Des revendications de longue date
Ce n’est pas la première fois que l’importance du secteur de la petite enfance pour les francophones en milieu minoritaire est évoquée. Dans un rapport publié en 2016, l’ancien commissaire aux langues officielles du Canada, Graham Fraser, demandait que le développement de la petite enfance dans les communautés francophones soit une priorité du gouvernement fédéral.
« Des services accessibles et de qualité aident non seulement les parents francophones à transmettre leur langue à leurs enfants, mais ils favorisent leur transition vers l’école de langue française et le développement d’un sentiment d’appartenance à la communauté », disait-il, pointant du doigt le manque de ressources, la pénurie et les difficultés de formation du personnel, ainsi que la fragmentation et la faible qualité des services offerts.
Ce que proposent les partis
Dans les programmes électoraux déjà disponibles, le Parti libéral du Canada (PLC) promet plus de soutien aux éducateurs de la petite enfance, en baissant leurs frais de scolarité et en les aidant à suivre des formations complémentaires. Le parti de Justin Trudeau annonce également que seront mieux dénombrés les ayants droit, ce qui permettrait aux provinces de mieux répondre aux besoins. Les libéraux parlent aussi de développer avec les provinces un service de garde d’enfants pancanadien.
Cette promesse se retrouve également dans les programmes des néo-démocrates et du Parti vert du Canada. Le Nouveau Parti démocratique (NPD) promet des services de garde abordables et accessibles à toutes les familles et consacrera, s’il est élu, un milliard de dollars en 2020 pour le secteur. Une somme qui augmentera ensuite chaque année.
De son côté, le Parti vert du Canada (PVC), outre un plan universel pour la garde d’enfants, vise un financement fédéral pour les services de garde correspondant à 1 % du Produit intérieur brut annuel du Canada. Les verts veulent aussi éliminer la Taxe sur les produits et services sur les frais de construction associés à la création de places supplémentaires de garderie.

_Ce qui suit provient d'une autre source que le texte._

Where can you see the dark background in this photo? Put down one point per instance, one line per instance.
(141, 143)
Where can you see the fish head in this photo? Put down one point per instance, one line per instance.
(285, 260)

« Il faudrait aussi que le fédéral prenne le leadership pour régler le problème de la reconnaissance des diplômes, notamment entre les provinces », estime Mme Perron.
Voir au-delà
La Fédération nationale des conseils scolaires francophones (FNCSF) juge que c’est tout le domaine de l’éducation qui doit être prioritaire.
« La petite enfance, on en parle de plus en plus depuis quatre ans, car c’est crucial. Mais ce que nous voulons, c’est que l’éducation soit au cœur du prochain Plan d’action pour les langues officielles et que le fédéral augmente ses investissements. Il y a eu des argents supplémentaires dans la récente entente entre le fédéral et les provinces et territoires sur l’éducation, mais c’est insuffisant pour répondre aux problèmes », explique le président de l’organisme, Mario Pelletier, qui veut également travailler avec le fédéral pour éviter d’avoir forcément recours aux tribunaux pour défendre des acquis.